The dragon, already grown to the size of a housecat, was stretching its wings and walking around on the teacart. It hissed and practiced its roar.

“And this partic’lar dragon,” said Emma Clare, “has absorbed our anger and our calls for justice. We fed it with our rage and nursed it with our hunger for order. Now it wants ta get about its work.”

“Milly, Brooke,” said Herta, “open the window. It’s time for our guardian to leave its nest.”

The two younger women pulled the curtains aside, raised the shade, and opened the window that overlooked the troubled street. At a nod from Herta, the dragon experimentally flapped its wings and remembered how to fly. It rose and circled the room three times above the women’s heads, squawking, growing larger and more aggressive before their eyes. Then, with a final roar, it flew neatly out the window. They watched it disappear into the clouds. After a few minutes, Brooke closed the window and lowered the shade, and Milly let the curtains fall back into place.

“We won’t see our dragon again,” said Herta. “It will grow to its full legendary size and do its work with a single-minded fury. We can be confident that this dragon will guard our neighborhood.”

“And,” said Julia, “it will be a hound of hell for those who create a hell on earth. Anaheim will be unaware of its presence, at least most people will, though some may suspect that there’s something just a little bit strange going on here.”

“Well, hell,” growled Bertha, “that ain’t unusual. Not when you live within a coupla miles of Disneyland.”

“But these gangs, these skinheads, all these troublemakers,” said Sophie, “they’ll know its power. They’ll see its shadow. They’ll feel its claws.”

Maude seemed to be gazing at the broken black shell in the nest. “Oh,” she said softly, “we’ll see this dragon again. Yes, in thunder and lightning, it’ll come to protect us from a threat more terrible than these skinhead gangs. I see wreckage. And beginnings growing out of endings.”

In Book 2, the circle of crones is threatened by three apparently dotty old women from Minneapolis, Hazel, Olive, and Myrtle Wintergreen. Except they’re not dotty old women.
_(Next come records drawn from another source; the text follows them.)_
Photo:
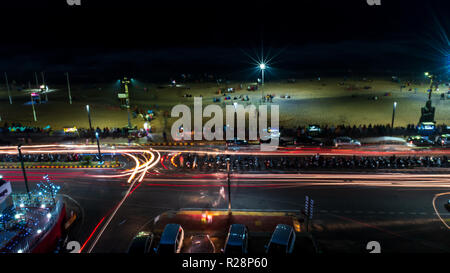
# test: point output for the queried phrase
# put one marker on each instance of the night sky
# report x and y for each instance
(161, 39)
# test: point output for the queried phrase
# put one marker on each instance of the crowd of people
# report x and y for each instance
(70, 157)
(246, 163)
(360, 131)
(326, 132)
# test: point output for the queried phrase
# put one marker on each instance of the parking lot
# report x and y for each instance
(215, 224)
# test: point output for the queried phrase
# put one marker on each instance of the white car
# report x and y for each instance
(346, 141)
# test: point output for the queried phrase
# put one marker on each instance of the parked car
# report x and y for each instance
(236, 141)
(237, 240)
(282, 240)
(346, 142)
(201, 244)
(171, 239)
(443, 140)
(420, 141)
(142, 243)
(307, 141)
(272, 133)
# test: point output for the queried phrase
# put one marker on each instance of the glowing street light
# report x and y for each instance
(98, 146)
(126, 82)
(431, 84)
(393, 115)
(262, 67)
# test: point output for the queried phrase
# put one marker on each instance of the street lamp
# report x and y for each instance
(68, 88)
(229, 186)
(89, 117)
(23, 170)
(7, 87)
(393, 115)
(32, 107)
(126, 82)
(262, 67)
(427, 74)
(98, 146)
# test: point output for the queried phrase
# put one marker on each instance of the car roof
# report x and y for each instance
(169, 234)
(281, 234)
(236, 234)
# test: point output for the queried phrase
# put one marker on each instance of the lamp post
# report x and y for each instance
(7, 87)
(229, 186)
(23, 170)
(98, 146)
(37, 82)
(262, 66)
(32, 107)
(43, 84)
(89, 117)
(126, 82)
(393, 115)
(431, 84)
(68, 88)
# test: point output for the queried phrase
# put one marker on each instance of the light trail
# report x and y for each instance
(139, 167)
(436, 211)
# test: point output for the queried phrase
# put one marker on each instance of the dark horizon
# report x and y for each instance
(168, 39)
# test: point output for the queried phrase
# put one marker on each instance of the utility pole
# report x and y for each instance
(229, 186)
(43, 83)
(37, 82)
(23, 170)
(393, 115)
(32, 106)
(125, 81)
(7, 87)
(98, 146)
(88, 109)
(68, 88)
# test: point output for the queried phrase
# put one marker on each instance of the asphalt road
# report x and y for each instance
(346, 218)
(350, 209)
They’re the Norns, and they’ve gone mad in the modern world. They’ve come to Anaheim either to join or take over the circle … or maybe just to nudge the fates of the women along their proper paths. There is a weather war, Norns against crones, and it's worse than a hurricane. The novel opened with a diaspora; as the old song goes, “Will the circle be unbroken”?

I’m planning to come back into this site from time to time and change the excerpts from this book. There’s a very strange chapter where one of the crones and their familiar, a talking cat named Madame Blavatsky (yes, she really is the reincarnation of the the author of The Secret Doctrine), destroy a psychic fair. People who’ve read it tell me it’s hilarious. In another chapter, one of the women does menopause, and it's not pretty. Another chapter is the love story of two people in their eighties (with a sex scene), another, the love of an intellectual college professor and the Green Man.

I sure hope a publisher accepts this book. I'd love to be able to say--right now--BUY THIS BOOK.